Pat diye gireyim bu defa konuya, bizim sorunumuz aslında şu;

İnsanımız, ahiret ile olan bağlarını kuvvetlendirmeyi ya evlendikten, ya da belli bir yaştan sonraya bırakıyor.

Bunun birçok nedeni ve bahanesi var; geçim derdi, ölüm korkusu, nefse genç yaşta gem vuramama gibi. Ele almak istediğim konu ise;

Toplumda bir türlü ahlâklı gençlik modelini oluşturamıyoruz. Sebebine gelince; yuva kuran çiftler, ailelerinden de aldıkları yarım yamalak din ve ahlâk terbiyesi ile çocuk yetiştirmeye başlıyorlar. Çocukların yaşları tam ergenlik dönemine tevafuk ettiğinde de, bu defa kendileri de o sırada ahiret ile olan hesaplarının peşinde olduklarından, ahirete daha kanalize ve dikkatli şekilde, çocuklardan da kendileri gibi sil baştan yaşamalarını talep ediyorlar.

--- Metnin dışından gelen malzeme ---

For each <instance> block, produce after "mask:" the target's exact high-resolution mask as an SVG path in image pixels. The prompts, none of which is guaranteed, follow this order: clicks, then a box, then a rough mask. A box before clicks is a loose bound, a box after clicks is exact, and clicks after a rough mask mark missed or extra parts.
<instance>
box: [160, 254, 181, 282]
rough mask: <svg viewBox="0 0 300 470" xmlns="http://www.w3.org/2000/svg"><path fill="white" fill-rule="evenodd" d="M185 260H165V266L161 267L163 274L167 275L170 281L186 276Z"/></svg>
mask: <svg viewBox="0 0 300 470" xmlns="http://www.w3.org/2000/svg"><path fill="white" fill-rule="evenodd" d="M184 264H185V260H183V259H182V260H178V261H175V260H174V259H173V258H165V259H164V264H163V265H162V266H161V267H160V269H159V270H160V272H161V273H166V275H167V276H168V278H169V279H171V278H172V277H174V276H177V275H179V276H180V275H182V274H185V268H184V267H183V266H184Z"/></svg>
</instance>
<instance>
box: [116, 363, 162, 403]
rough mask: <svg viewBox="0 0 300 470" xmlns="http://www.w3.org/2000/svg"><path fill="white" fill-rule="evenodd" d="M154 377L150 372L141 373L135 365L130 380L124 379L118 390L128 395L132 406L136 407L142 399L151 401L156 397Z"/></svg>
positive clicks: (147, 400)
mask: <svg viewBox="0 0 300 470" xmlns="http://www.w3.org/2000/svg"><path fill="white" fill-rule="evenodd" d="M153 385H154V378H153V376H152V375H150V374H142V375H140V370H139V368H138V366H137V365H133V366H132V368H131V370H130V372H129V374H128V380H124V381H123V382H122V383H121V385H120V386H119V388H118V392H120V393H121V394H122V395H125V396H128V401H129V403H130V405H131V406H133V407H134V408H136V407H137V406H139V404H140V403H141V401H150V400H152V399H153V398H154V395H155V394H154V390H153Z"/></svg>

Oysa o ergenlik dönemi, bunları kabul edecek kadar derin bir anlayışa sahip değildir. Sebebi ise, yine anne-babanın, çekirdekten yetişmedikleri aile hayatlarından ve kendi çocuklarını da anne karnında yani yine çekirdekten yetiştirmek derdine düşmediklerinden ileri geliyor.

Toplumumuzda, çekirdekten yetişmeme ve yetiştirmeme sorunu var. Din terbiyesi ertelendiğinde, ne verimli, ne de sonuçları anlamlı oluyor. Üzerine bir de ergenliğe ulaşmış bir çocuğa, o yaşa kadar göstermediğiniz dinî hassasiyeti, sırf siz artık bir şeylerin farkına varıyorsunuz diye yüklenmeye çalışmanızla, mesele elinizde patlıyor.

Sizin, o yaşa gelene kadar işlediğiniz günahların pişmanlığını, çocuklarınıza anlatmanız mümkün değildir. Çekirdekten yetişmiş olsaydınız, o günahların çoğunu, bilerek işlememiş olacaktınız. Bu da işinizi kolaylaştıracaktı.

...Derken aile ve ergen çatışmaları alıp başını gidiyor. Anne-babasının bu zamana kadar göstermediği din hassasiyeti karşısında afallayan genç, onları gerici, yobaz diye yaftalıyor. Bir iletişimsizlik, bir temassızlık evin içerisinde... Çocuk, ailesine duyduğu bu büyük öfkeyle, kendi ahiretini de tehlikeye atıp, Allah ile arasında derin uçurumlar oluşturuyor.

Ebeveynlerin, dinlerini yaşama hususundaki bu geç kalmışlık, koca bir neslin mahvına sebebiyet veriyor. Yarım bir din anlayışı ile yetiştirmeye çalıştıkları o çocuk, belki de hayatı boyunca Rabb'i ile arasını düzeltemeden ya da düzeltme gereği bile duymadan, bu dünyadan göçüp gidiyor.

Hiç uzatmayacağım yine. Bu konuda yazdıklarım, 50 sayfa alır lâkin saygıdeğer gazetemiz topu topu 5-6 sayfa. Hem siz de okumayı sevmiyorsunuz.

Şöyle sonlandırayım o hâlde efendim; anne-babamızı seçemiyoruz fakat nasıl yaşamak istediğimizin kararını verebiliyoruz. Şükür ki, yaratıcı bu konuda bizi özgür bırakmış. Dünyadan kopamıyoruz, ahireti düşünmeden edemiyoruz, böyle saçma bir ikilemin arasında bocalıyoruz, öyleyse bir karar vermemiz gerekiyor en acilinden. Ya evlât sahibi olmadan gireceğiz bu yola, ki o vakit çocuklarımıza örnek olabilelim; ya da çocuk ergenlik çağına ulaşıp da, bizim de 3.5 atmaya başlayan o kalbimizin sıkıştığı yerde, başımıza geleceklere hiç ağlayıp sızlamayacağız.

Allah sizinle olsun efendim.

Hayırlı bir ömür diliyorum hepinize.